Ia ambil secarik kertas putih. Dikertas itu ia tulis,
Saya, Muhammad Fatih berjanji,
tidak akan membuka akun fb dan twitter Nisa hingga satu minggu dari sekarang. Jika melanggar, maka saya akan berdosa, push up 100x dan lari keliling UI 5x. Jika saya berhasil, maka hadiahnya adalah sebuah Toblerone ukuran besar plus Pizza ukuran sedang.
Depok, 5 Desember 2012
Ttd
Muhammad Fatih
Seminggu kemudian, ia berhasill menepati janjinya. Ia rayakan kemenangannya dengan Toblerone dan Pizza. Ia bahagia, bahkan ia perpanjang janjinya untuk sebulan kedepan meskipun saat ini ia sudah bebas dari pikiran tentang Nisa. Tidak lagi menghabiskan waktu untuk "mantengin" TL dan akun fb nya.
Begitulah kisah Fatih. Ia tahu ia suka coklat. Yang ia lakukan ialah, memaksa dirinya untuk melupakan Nisa. Memaksa dirinya untuk bisa ikhlas. Inilah yang ingin saya sampaikan, bahwa untuk bisa ikhlas, untuk belajar agar bisa ikhlas, terkadang butuh sedikit paksaan.
Agak aneh memang. Ketika kita berbicara tentang ikhlas, yang artinya tanpa paksaan, justru kita berjuang ikhlas dengan sebuah paksaan. Inilah yang namanya proses belajar. Sepertinya halnya belajar sholat dan mengaji waktu kita SD dulu. Kita tahu, sejatinya ibadah harus dilakukan dengan ikhlas. Namun, Rasulullah bahkan memerintahkan orang tua kita untuk memukul kita ketika kita sudah berumur tujuh tahun dan tidak mau disuruh sholat.

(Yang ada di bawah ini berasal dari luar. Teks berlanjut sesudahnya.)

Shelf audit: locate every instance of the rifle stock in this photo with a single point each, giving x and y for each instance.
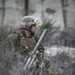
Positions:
(30, 59)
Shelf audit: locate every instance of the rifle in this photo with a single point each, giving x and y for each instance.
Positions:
(33, 54)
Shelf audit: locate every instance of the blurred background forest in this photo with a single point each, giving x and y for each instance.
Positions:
(59, 42)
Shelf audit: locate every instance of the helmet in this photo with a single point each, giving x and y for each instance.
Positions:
(28, 21)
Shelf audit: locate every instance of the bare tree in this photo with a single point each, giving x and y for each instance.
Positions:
(3, 12)
(26, 3)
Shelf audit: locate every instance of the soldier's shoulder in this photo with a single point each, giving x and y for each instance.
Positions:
(12, 36)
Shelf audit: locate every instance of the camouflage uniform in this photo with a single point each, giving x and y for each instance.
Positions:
(19, 43)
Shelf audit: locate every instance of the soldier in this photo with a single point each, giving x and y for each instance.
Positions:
(24, 39)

Seperti halnya Fatih, sudah menjadi kewajibannya untuk melupakan "istri orang", ia mau, ia ingin, tapi hatinya sulit dilawan. Akhirnya ia lawan dengan paksaan. Karena ini adalah kondisi dimana ia harus bisa ikhlas.
Contoh yang agak galau memang. Tapi tak apalah, saya belum terpikirkan contoh yang lain, hehe. Semoga bisa diambil manfaatnya.